One year on: a workforce for the future
Since the publication of the Taskforce Plan, the Interim NHS People Plan has been published, setting out a vision for how the NHS Plan will be delivered by the NHS. NHS England originally intended to publish its final People Plan alongside the government’s now delayed spending review. We have concerns about the level of detail, and funding commitments, that will appear in the final plan.
In parallel to this national work, England’s health systems have been asked to produce local workforce plans to try and deliver the NHS Plan recommendations. We are fighting the corner for people with lung disease as there are many competing demands on people’s time in the NHS and respiratory disease has, in the past, been short-changed. The Taskforce is there to support and progress these workforce plans as they are developed.
“We have made a tremendous start with many of the Taskforce recommendations being incorporated into NHS England’s Long Term Plan.

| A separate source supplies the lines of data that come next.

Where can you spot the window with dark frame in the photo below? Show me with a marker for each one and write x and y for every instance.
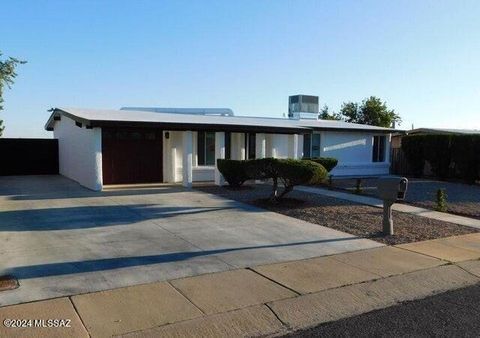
(206, 148)
(228, 145)
(315, 145)
(378, 153)
(307, 145)
(252, 140)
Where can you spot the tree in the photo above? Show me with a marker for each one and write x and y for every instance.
(371, 111)
(7, 76)
(325, 114)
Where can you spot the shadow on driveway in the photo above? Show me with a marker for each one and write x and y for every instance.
(84, 217)
(65, 268)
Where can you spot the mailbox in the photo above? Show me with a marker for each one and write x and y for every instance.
(390, 189)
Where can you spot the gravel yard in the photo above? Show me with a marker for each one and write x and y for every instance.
(463, 199)
(356, 219)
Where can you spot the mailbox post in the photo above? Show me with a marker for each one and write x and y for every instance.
(390, 190)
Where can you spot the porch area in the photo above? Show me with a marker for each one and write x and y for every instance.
(191, 156)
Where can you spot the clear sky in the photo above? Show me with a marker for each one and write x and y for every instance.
(422, 57)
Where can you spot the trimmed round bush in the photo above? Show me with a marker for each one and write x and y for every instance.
(234, 172)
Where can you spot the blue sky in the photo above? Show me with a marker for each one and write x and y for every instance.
(422, 57)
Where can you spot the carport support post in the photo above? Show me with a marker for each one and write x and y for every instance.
(187, 140)
(261, 146)
(293, 146)
(219, 154)
(387, 218)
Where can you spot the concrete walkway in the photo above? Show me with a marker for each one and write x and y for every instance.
(375, 202)
(265, 300)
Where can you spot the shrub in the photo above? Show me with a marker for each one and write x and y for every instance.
(327, 162)
(234, 172)
(441, 200)
(288, 171)
(297, 172)
(412, 146)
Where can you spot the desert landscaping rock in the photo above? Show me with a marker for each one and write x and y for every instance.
(471, 266)
(442, 250)
(463, 199)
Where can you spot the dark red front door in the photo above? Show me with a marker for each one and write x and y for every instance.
(131, 155)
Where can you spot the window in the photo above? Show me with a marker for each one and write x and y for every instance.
(311, 145)
(206, 148)
(228, 145)
(315, 145)
(378, 154)
(307, 145)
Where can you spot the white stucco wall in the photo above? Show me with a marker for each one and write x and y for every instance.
(352, 149)
(80, 153)
(354, 153)
(280, 145)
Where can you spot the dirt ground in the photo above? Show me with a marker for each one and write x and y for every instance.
(361, 220)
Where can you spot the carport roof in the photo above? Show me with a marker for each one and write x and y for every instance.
(173, 121)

However, this is just the start. We need to work at pace and with focus as there is much to achieve to make the plans a reality.”

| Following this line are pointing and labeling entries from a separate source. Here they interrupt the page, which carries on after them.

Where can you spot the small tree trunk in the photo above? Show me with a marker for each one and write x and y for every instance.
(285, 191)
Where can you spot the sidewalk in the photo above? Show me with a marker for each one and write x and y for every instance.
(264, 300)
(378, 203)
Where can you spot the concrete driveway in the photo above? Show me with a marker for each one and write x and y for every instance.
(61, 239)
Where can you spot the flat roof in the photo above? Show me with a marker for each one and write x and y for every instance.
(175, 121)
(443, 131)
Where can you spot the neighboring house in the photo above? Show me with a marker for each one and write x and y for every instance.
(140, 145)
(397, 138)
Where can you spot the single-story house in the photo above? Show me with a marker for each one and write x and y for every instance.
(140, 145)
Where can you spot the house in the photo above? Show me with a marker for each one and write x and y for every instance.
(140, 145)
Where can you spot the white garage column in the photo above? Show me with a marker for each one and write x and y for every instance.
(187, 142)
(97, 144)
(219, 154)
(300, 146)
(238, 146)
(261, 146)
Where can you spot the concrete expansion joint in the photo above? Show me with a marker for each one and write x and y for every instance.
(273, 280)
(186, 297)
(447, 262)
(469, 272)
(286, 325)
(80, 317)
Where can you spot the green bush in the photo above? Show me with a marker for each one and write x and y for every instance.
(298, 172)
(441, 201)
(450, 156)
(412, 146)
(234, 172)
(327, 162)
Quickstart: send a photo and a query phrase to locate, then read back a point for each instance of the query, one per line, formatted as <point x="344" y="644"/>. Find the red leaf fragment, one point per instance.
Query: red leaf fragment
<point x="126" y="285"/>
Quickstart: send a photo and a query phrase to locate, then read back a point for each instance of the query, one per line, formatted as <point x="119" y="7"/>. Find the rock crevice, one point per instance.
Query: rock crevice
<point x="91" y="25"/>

“I am a nurse representative and it is essential that we work together to drive forward the workforce agenda to deliver the right care, at the right time by the right people in the right place. We need a workforce to deliver safe and effective care and currently there are massive gaps as the Taskforce Plan has highlighted. There needs to be the right funding and policy changes to make this possible.”
Wendy Preston, Head of Nursing Practice at RCN, Honorary Consultant Nurse (respiratory)
The British Thoracic Society (BTS), a Taskforce member, has been preparing a State of the Workforce report in consultation with a broad group of stakeholders, including The Royal College of Radiologists (RCR), Association of Respiratory Nurse Specialists (ARNS), The Primary Care Respiratory Society (PCRS), the BTS’s own Nurse Advisory Group, the Association for Respiratory Technology & Physiology (ARTP), The Association of Chartered Physiotherapists in Respiratory Care (ACPRC) and pharmacists.
The report, launched in December 2019, reinforces the crucial contribution of respiratory specialist staff to the NHS and patients, and identifies where investment is needed to ensure the respiratory workforce is able to deliver the best care to patients.